Related Work & Insights¶
- vs. Balepur et al. (2024) "Artifacts or Abduction": While they identified the phenomenon of "correctly guessing without questions," this paper formalizes the phenomenon into a quantifiable choice sensitivity metric and provides NPSQ as a plug-and-play tool.
- vs. Prompt/Format Sensitivity Research: Prior work focuses on fluctuations caused by wording or ordering (input perturbation). This paper focuses on the more fundamental attribution question of "options vs. question" and provides a robust metric.
- vs.
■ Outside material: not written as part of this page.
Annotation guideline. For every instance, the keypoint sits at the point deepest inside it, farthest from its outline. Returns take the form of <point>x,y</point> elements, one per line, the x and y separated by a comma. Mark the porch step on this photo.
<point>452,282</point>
Length-Normalized Scoring (
acc_norm): Length normalization only fixes the "short option bias." This paper empirically shows it is ineffective against broader choice sensitivity, whereas NPSQ addresses the problem at a fundamental level by stripping the entire choice-driven component. - Inspiration: The "ablate part of the input to see probability changes" probe can be transferred to any input-attribution scenario—such as "removing the image in VQA" or "removing the context in long-form QA."
Rating¶
- Novelty: ⭐⭐⭐⭐ Formalizes known phenomena into quantifiable metrics with mathematically guaranteed robustness; built upon prior observations.
- Experimental Thoroughness: ⭐⭐⭐⭐ Covers multiple model scales across three families, three datasets, three formats, and four adversarial types.
- Writing Quality: ⭐⭐⭐⭐ Clear derivations of formulas and motivations; intuitive adversarial tables.
- Value: ⭐⭐⭐⭐ Directly addresses the fragile but widely relied-upon MCQA evaluation; NPSQ is easy to integrate into existing evaluation frameworks.